Bull Mountain(11)



“Thanks. I practiced all the way here.”

“So you got all dressed up in your Sunday best to walk in here and give the brother of the big bad wolf all your plans to take him down, and you’re calling that a better plan?”

“Yes, Sheriff, that’s about the size of it, but in all fairness, my mother would never have let me wear jeans to church on Sunday, and to be honest, I didn’t think you’d be here today. I was going to make an appointment for tomorrow.”

Clayton smiled.

“Well, Holly, in all fairness, I ran unopposed.”

Holly laughed. “I know.”

The sheriff stood up, walked over to the coat rack, and pulled on his jacket.

“Come on, you can tell me more over some biscuits and gravy. I’m starving. This early, we can get a seat at Lucky’s before the church crowd takes over.”

“Sounds good, Sheriff.”

“Call me Clayton.”

“All right, then, Clayton. Lead the way.”

Clayton opened the door to the front office, where Cricket and Choctaw had done everything short of holding a glass to the wall to eavesdrop.

“Cricket, will you call Kate and tell her I’m not going to make it to her mother’s this morning?”

“She’s not going to be happy.”

“I know. That’s why I want you to call her. Choctaw, call up Darby to come swap out watch over your prisoner back there. If we’re all here on a Sunday, he might as well be, too. Then call in to Lucky’s for some breakfast for our guest and I’ll have it sent over.”

“Yessir, boss.”

“And while you’re at it, order up some grub for you and Cricket, too. Sky’s the limit. Eat your backs out.”

“Feeling generous this morning, boss?”

“Nope”—Clayton winked at Holly—“but the federal government is.”





CHAPTER





3




CLAYTON BURROUGHS

2015

Clayton stared at the ceiling. Thirty-five heavy timber logs made of the same white pine that grew not twenty feet outside his bedroom window. He and his father had built the house together as a wedding gift for Kate before she and Clayton were married. His father was nearly seventy then and still worked like a man in his twenties. That was more than a decade ago and not once did that purlin roof ever let in a single drop of rain—not once. Clayton stayed on the top floor of a fancy hotel in Atlanta once, and took notice of the water spots and discoloration growing from the edges of the popcorn ceiling. He thought about that all the time. Two hundred dollars a night in a tower of steel and glass, and they couldn’t do what he and his father had done with a couple of hammers and a few nails. It was a small example, but it echoed through everything he was ever taught, every lesson Gareth Burroughs ever tried to instill.

“You’re gonna need a real house, boy,” his father had said. “If you’re gonna take that woman and give a go at being a real man, then you’re gonna need a house to match.”

A real man.

Clayton’s lip curled at the memory. It was always that way. Every good thing Gareth Burroughs ever did for his youngest son came tainted with what he really thought of him. That he didn’t measure up. That he was nothing like his older brothers, Hal and Buck. Gareth never came right out and said it, but he didn’t have to. It was in his eyes. They were filled with the gray storm clouds of disappointment.

Kate had always seen this place as the kindest thing her husband’s father ever did for them, but she didn’t know they’d built it in silence. A father following through on his obligation to shelter his son no matter how big a letdown he turned out to be. Those laughing rafters above his bed, the last thing he saw before he closed his eyes at night, were his penance for turning his back on his family. It was also a way to keep Clayton exactly where Gareth wanted him—rooted to Bull Mountain.
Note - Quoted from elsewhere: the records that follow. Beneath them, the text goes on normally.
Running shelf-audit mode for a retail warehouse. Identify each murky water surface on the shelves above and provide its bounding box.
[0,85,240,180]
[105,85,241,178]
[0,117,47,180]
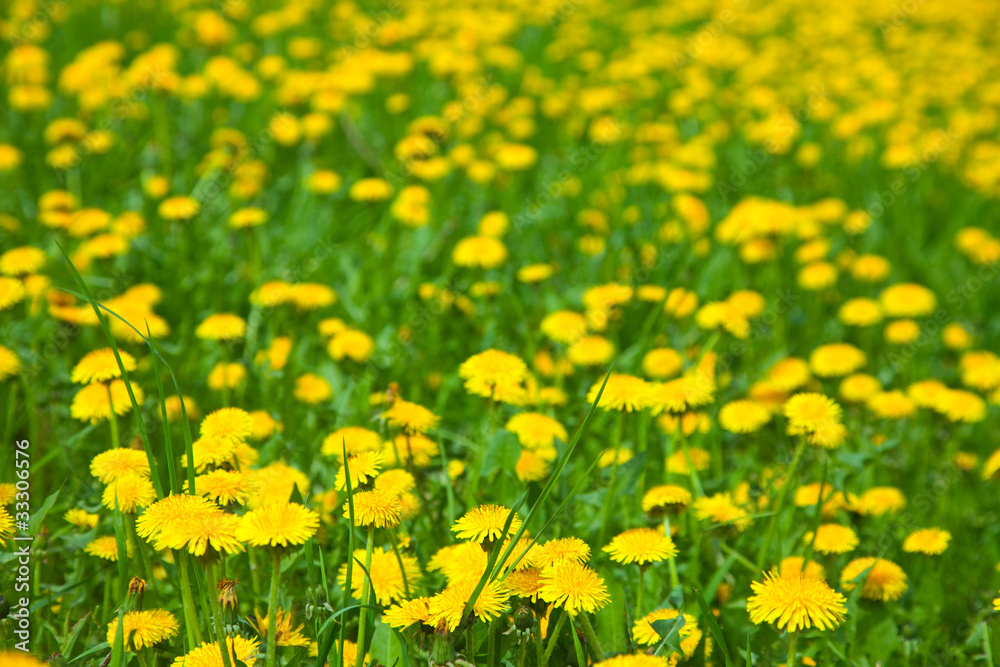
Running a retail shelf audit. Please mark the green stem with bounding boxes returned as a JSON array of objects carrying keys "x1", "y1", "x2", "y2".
[
  {"x1": 531, "y1": 624, "x2": 549, "y2": 667},
  {"x1": 757, "y1": 437, "x2": 808, "y2": 576},
  {"x1": 247, "y1": 549, "x2": 260, "y2": 597},
  {"x1": 663, "y1": 514, "x2": 681, "y2": 590},
  {"x1": 108, "y1": 385, "x2": 122, "y2": 449},
  {"x1": 125, "y1": 514, "x2": 153, "y2": 581},
  {"x1": 635, "y1": 558, "x2": 644, "y2": 619},
  {"x1": 208, "y1": 563, "x2": 235, "y2": 667},
  {"x1": 0, "y1": 382, "x2": 17, "y2": 470},
  {"x1": 597, "y1": 411, "x2": 625, "y2": 545},
  {"x1": 633, "y1": 410, "x2": 650, "y2": 516},
  {"x1": 786, "y1": 632, "x2": 799, "y2": 667},
  {"x1": 267, "y1": 551, "x2": 281, "y2": 667},
  {"x1": 580, "y1": 612, "x2": 604, "y2": 662},
  {"x1": 174, "y1": 550, "x2": 201, "y2": 648},
  {"x1": 351, "y1": 525, "x2": 375, "y2": 667},
  {"x1": 486, "y1": 619, "x2": 497, "y2": 667},
  {"x1": 545, "y1": 609, "x2": 569, "y2": 664}
]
Clayton shifted his attention from the pockmarks made by his father’s ax in the ceiling to a much more pleasant view of his wife, Kate, drying herself off in the open cedar archway of the bathroom. She had a routine. She would wrap one towel around her body before pulling back the shower curtain, and another around her head in that turban wrap only women knew how to do. Then she’d sit on the edge of the tub and rub lemongrass oil on her freshly shaved legs. That part would take a little longer if she knew Clayton was watching. Then, like a magician’s final act, the two towels would hit the floor, and they’d be replaced by one of her husband’s McFalls County Sheriff’s Department T-shirts. The motion was so fluid, if Clayton blinked he’d miss the split-second shot of her bare ass before she hit the light and nestled a mound of damp chocolate-brown curls on his chest.

Kate never wore panties to bed. Just the thought of that still did it for Clayton even after eleven years of marriage. She adjusted one leg over her husband and nuzzled her cheek against his chest. This was their tried-and-true sleeping position, and she waited for his hands to start roaming her, but they didn’t come. “We missed you at Mom’s today,” she said.

“Yeah, sorry about that. I swear that boy is going to be the death of me.”

“Choctaw?”

“Yeah.”

“He’s a good kid, just a little misguided is all.”